Semantic Summarization of Reconstructed Abstract Meaning Representation Graph Structure Based on Integer Linear Pragramming

doi: 10.11999/JEIT180720
Funds:  The National Natural Science Foundation of China (61521003), The National Natural Science Foundation of China Youth Science Fund (61601513)
  • Received Date: 2018-07-18
  • Rev Recd Date: 2018-10-26
  • Available Online: 2018-11-19
  • Publish Date: 2019-07-01
  • In order to solve the incomplete semantic structure problem that occurs in the process of using the Abstract Meaning Representation (AMR) graph to predict the summary subgraph, a semantic summarization algorithm is proposed based on Integer Linear Programming (ILP) reconstructed AMR graph structure.

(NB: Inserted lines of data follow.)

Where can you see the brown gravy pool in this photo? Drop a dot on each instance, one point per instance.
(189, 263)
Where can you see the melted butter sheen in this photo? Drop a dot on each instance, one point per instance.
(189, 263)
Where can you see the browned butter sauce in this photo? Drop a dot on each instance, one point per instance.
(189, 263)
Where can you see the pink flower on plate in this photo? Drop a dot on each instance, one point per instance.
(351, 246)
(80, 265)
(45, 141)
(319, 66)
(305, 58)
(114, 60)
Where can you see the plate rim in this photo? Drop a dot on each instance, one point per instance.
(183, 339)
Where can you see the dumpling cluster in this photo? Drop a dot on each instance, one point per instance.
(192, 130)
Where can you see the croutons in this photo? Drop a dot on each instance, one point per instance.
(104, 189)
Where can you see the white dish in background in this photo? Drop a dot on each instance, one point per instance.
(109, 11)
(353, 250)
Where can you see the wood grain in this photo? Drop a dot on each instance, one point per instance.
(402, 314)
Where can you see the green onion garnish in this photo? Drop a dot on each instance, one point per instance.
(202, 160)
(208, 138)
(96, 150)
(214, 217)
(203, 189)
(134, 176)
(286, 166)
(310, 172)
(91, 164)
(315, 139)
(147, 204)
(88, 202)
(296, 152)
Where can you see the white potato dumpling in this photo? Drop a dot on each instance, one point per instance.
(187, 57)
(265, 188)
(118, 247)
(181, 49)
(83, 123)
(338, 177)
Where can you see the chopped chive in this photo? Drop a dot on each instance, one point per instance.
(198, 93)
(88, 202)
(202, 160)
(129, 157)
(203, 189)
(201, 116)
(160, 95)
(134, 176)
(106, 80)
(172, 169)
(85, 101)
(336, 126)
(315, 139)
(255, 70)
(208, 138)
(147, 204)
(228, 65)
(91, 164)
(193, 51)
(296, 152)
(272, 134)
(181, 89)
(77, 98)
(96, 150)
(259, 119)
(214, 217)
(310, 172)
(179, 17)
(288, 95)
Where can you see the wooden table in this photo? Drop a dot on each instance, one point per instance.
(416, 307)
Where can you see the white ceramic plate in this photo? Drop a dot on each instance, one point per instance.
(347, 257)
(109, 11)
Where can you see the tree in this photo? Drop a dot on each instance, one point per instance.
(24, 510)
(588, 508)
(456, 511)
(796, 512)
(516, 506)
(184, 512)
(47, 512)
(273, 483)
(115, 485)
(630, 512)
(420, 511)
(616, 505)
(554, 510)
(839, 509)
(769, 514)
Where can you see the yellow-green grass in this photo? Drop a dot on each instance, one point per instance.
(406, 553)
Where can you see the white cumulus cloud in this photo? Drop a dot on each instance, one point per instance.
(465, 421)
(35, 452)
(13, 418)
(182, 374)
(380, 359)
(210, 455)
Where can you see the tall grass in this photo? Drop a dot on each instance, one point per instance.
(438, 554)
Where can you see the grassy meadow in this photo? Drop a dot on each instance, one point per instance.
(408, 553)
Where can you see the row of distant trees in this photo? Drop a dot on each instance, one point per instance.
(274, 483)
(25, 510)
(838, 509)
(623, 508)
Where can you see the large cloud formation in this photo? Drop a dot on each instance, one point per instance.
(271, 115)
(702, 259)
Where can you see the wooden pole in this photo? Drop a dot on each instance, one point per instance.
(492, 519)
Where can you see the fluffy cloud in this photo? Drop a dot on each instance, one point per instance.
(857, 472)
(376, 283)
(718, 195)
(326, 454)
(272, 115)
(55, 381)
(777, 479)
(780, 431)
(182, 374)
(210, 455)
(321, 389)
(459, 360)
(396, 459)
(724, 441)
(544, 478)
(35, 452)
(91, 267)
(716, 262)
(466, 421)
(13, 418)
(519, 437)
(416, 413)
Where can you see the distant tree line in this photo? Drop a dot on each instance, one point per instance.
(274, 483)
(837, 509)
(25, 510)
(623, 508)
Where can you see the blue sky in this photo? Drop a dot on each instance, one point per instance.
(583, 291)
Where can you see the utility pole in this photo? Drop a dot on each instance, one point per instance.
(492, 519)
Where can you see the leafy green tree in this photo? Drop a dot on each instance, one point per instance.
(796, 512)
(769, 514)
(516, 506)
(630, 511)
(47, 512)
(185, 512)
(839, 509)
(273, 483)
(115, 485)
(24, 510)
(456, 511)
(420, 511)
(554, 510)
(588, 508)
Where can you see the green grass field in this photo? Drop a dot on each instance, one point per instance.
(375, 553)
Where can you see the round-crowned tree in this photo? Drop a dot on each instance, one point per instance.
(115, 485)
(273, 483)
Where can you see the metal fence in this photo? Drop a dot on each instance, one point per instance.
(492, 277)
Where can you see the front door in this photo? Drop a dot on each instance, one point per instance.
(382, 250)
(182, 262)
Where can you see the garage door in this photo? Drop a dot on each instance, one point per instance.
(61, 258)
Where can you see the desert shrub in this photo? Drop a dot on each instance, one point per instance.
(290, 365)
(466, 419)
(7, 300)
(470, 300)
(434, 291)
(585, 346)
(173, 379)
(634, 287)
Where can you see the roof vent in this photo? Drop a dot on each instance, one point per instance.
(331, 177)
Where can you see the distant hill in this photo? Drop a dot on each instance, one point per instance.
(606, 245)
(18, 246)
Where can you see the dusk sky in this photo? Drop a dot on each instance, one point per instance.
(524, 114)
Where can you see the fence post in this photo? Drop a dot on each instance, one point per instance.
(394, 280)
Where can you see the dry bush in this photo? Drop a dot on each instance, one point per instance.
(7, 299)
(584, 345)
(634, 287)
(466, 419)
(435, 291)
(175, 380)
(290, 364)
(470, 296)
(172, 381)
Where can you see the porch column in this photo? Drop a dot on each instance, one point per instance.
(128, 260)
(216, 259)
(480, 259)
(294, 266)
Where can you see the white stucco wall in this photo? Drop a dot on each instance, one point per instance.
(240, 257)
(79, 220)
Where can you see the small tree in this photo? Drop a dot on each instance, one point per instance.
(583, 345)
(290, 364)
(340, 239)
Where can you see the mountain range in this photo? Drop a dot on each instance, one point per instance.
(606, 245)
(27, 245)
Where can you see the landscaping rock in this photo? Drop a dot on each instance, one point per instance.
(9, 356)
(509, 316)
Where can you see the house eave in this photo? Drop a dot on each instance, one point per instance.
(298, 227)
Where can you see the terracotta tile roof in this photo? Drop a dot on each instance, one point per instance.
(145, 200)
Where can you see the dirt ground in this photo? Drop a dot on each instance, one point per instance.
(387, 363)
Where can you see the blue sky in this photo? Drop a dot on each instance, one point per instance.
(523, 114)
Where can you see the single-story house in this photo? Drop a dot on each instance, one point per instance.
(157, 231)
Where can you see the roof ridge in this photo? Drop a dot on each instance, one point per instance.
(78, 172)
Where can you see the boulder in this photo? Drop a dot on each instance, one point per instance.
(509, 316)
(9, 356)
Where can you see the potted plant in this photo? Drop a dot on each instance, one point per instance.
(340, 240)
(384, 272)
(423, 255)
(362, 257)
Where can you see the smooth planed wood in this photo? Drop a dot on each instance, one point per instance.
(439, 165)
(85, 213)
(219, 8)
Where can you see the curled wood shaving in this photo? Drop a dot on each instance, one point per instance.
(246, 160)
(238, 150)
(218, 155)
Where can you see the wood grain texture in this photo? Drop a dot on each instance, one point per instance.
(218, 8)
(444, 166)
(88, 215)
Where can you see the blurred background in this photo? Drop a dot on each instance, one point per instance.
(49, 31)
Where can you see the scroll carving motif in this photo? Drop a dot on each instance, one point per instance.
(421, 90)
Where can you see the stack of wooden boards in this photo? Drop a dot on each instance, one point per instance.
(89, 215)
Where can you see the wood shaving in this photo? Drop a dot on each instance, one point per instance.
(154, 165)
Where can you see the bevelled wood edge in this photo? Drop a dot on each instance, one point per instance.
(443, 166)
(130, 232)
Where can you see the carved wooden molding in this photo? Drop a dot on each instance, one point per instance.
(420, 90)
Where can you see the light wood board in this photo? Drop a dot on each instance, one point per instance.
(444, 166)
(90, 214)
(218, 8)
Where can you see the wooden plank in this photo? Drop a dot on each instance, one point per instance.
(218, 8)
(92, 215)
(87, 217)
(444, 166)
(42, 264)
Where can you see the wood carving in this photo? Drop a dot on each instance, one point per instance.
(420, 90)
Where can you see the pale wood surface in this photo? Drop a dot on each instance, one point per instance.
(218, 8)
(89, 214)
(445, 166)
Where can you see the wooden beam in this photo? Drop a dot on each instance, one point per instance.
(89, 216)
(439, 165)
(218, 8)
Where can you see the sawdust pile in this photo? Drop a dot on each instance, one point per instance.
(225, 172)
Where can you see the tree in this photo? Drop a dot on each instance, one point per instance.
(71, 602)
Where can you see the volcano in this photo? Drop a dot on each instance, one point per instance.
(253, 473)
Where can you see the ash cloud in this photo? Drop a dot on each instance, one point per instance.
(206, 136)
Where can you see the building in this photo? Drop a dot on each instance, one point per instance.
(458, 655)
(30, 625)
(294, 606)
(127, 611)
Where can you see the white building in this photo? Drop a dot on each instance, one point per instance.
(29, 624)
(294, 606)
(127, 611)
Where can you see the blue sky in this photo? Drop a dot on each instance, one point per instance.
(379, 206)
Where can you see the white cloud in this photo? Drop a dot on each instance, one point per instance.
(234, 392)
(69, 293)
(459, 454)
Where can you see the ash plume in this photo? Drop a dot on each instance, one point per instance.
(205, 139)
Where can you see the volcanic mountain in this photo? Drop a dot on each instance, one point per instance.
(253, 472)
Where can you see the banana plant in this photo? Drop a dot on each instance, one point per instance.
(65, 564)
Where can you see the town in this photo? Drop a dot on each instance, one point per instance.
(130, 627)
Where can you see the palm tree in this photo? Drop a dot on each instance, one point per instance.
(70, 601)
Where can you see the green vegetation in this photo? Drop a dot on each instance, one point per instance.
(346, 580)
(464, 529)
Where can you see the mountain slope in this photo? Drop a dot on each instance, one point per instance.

Firstly, the text data are preprocessed to generate an AMR total graph. Then the important node information of the summary subgraph is extracted from the AMR total graph based on the statistical features. Finally, the ILP method is applied to reconstructing the node relationships in the summary subgraph, which is further utilized to generate a semantic summarization. The experimental results show that compared with other semantic summarization methods, the ROUGE index and Smatch index of the proposed algorithm are significantly improved, up to 9% and 14% respectively. This method improves significantly the quality of semantic summarization.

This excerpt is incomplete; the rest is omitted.